Alberto Giacometti datang untuk menentukan tahun-tahun seni pasca-perang eksistensial dengan patung-patung pria dan wanita yang kurus dan kaku. Penampilan mereka yang pucat membuat mereka tampak jauh dan jauh, tetapi masih manusia. Ada banyak wanita yang duduk sebagai model untuk Giacometti dan patung-patungnya. Untuk waktu yang lama, model favoritnya adalah istrinya, Annette. Kemudian Giacometti bertemu Caroline - nama asli Yvonne Poiraudeau - seorang pelacur Paris yang mungkin atau mungkin tidak sepenuhnya tergila-gila padanya. (Annette tidak senang, bagaimanapun juga). Tergila-gila atau tidak, Giacometti terpesona oleh Caroline dan hidupnya, dan dia sering mendanai gaya hidupnya. Di tahun-tahun terakhirnya, semua pekerjaannya hanya berfokus untuk menggambarkan dirinya. Seorang juru gambar juga, Giacometti membuat beberapa lukisan Caroline. Dalam ketiganya, dia melukisnya dengan gaya sederhana, seperti sketsa, tetapi wajahnya lebih detail, menarik perhatian pemirsa. Secara khusus, matanya lebar dan menatap penonton seolah mengembalikan tatapan mereka sendiri yang terbuka. Terkenal, pada salah satu dari mereka, Caroline mematikan rokoknya sementara Giacometti masih melukisnya. Bekas luka bakar masih ada sampai hari ini.

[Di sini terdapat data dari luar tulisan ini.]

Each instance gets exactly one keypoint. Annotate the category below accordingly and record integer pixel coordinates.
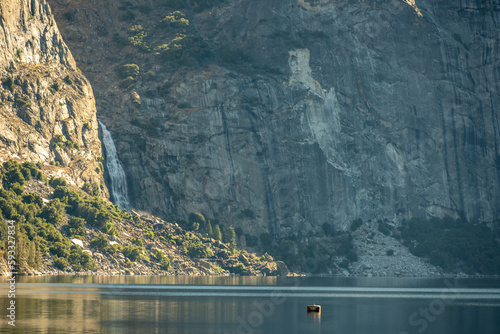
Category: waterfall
(115, 170)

Egon Schiele, Gadis Berambut Hitam dengan Rok Tinggi, 1911 | © Egon Schiele / WikiCommons

The 'Black-Haired Girls oleh Egon Schiele

Egon Schiele mencintai wanita. Jika Lautrec menggambarkan para pelacur di saat-saat mereka yang tenang dan intim, maka Schiele menarik semua jenis wanita pada saat-saat paling erotis dan terbuka mereka. Tetapi seperti Lautrec, Schiele memandang wanita-wanita ini bukan melalui tatapan laki-laki tetapi sebagaimana adanya, dan begitu banyak karyanya muncul sebagai pemberdayaan: perempuan ditampilkan percaya diri dalam seksualitas dan keinginan mereka. Dia juga tidak malu dengan cinta ini. Itu membuatnya mendapat masalah pada satu atau lebih kesempatan ketika dia menunjukkan sketsanya kepada siapa pun yang dia bisa - termasuk gadis-gadis muda. Salah satu dari banyak skandalnya adalah Gadis-Gadis Berambut Hitam - sepasang pelacur remaja. Di sebagian besar lukisan dan sketsa dari pasangan, Schiele eksplisit dalam ketelanjangan dan usia mereka; tidak seorang gadis pun, misalnya, tertarik tanpa banyak rambut kemaluan, jika sama sekali. Di Rok Mengangkat Gadis Berambut Hitam, dia menarik perhatian kita ke selangkangannya yang terbuka dengan semburat warna merah yang cerah - yang khas dalam banyak karya seni eksplisitnya - memaksa kita untuk mengakui ketelanjangannya yang terbuka. Pose dan ekspresinya hampir aneh dalam bagaimana mereka berubah bentuk. Jika gambar-gambar seperti itu dewasa ini dapat dianggap mengangkangi garis antara seni dan pornografi, Anda dapat membayangkan skandal yang mereka sebabkan di awal abad 20.